Having bought Bank of America at a good moment in the middle of the last decade I am stuck in a position with no negative tranches and well over half my position consisting of long term capital gains. Selling would return close to 25% of my capital to the IRS. My yield on cost is in the middle teens, which is fine. I was lucky when I bought, I suppose, and Bank of America didn’t always have the arguably shareholder-unfriendly view it now has. It’s the number one stock on my Potential Source of Funds list, but I have literally never sold a position which required me to give up so much in cap gains taxes. The main reason to hold is that the price is low enough to provide some support. For now the odds favor hanging on and seeing if the rising ride of interest rates can lift all boats. I would be much less grumpy to see BAC management shape up, make more money, and send a chunk of it to me.
Show Me The Money
Erika Najarian put it succinctly in the Q and A part of the earnings call.
And I’m wondering, do we need to see Bank of America get to that 11.4% before heavier buyback activity? Or do you think you could manage the heavier buyback activity as you build to that 11.4% CET1 by January 1, 2024?”
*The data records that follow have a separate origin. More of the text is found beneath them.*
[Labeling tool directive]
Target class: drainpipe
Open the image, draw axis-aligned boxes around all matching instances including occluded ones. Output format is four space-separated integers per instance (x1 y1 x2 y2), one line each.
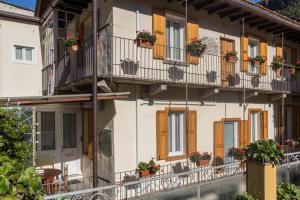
32 107 37 167
92 0 98 188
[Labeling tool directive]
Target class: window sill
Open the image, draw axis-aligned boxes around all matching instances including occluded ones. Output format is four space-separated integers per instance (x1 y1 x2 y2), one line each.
166 155 186 161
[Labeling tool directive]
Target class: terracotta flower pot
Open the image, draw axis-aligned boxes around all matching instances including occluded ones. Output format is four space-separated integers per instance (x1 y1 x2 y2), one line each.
139 170 150 177
66 45 78 54
196 160 210 167
226 56 238 63
251 60 261 67
137 39 153 49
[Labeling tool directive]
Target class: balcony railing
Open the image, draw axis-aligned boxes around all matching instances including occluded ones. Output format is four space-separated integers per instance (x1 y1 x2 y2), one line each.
43 34 297 94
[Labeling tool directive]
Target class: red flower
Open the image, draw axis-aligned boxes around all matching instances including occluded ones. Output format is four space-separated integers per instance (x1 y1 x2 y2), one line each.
277 144 282 149
67 33 73 38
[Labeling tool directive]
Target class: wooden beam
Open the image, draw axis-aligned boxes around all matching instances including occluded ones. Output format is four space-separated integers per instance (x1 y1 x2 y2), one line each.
266 26 283 33
199 88 219 99
270 94 286 102
218 7 240 18
149 84 167 96
243 15 260 23
257 22 277 30
249 19 267 27
230 12 251 22
207 3 229 14
194 0 216 10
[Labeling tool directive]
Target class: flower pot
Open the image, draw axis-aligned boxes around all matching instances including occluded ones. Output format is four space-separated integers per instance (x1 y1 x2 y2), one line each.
137 39 153 49
196 160 210 167
251 60 261 67
275 68 283 78
226 56 238 63
139 170 150 177
247 161 277 200
66 45 78 54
Here’s the response by CEO Brian Moynihan:
So we bought back shares this quarter and still grew the capital. Our job is to drive our company to serve our customers in that first order of business for our capital has always helped the growth in the balance sheet, especially on the lending and market side. And so you should expect that buybacks will continue to increase. But remember, we are now sitting above what we are supposed to be sitting at on 1/1/2024. And so next year is already here. So obviously, the trade between building the buffer up a little bit more, as you said, from where we are now to  basis points over the requirement is a little bit different. We already exceeded the requirements. So we’ll put a little bit towards the buffer. We’ll support the organic growth a little bit towards a buffer and the use of rest to send back to you guys.”
Do you hear the same hesitancy in that answer that I do? There’s no mention of net buyback dollar amounts here or elsewhere in the earnings call. Moynihan can’t stop himself from putting the Fed’s buffer first and his own preference for organic growth second. Something that can be made to look like organic growth, you see, is the basis of bonuses and shares for leadership. In truth, I think it’s reducing the denominator through buybacks that would provide the greatest benefit for shareholders. Is there anybody at BAC who speaks up for them? A sort of shareholder ombudsman might be a good idea. I sort of feel like the guy who speaks up at the table in The Godfather to say, “After all, we aren’t communists.” All the mob guys got a good laugh out of it.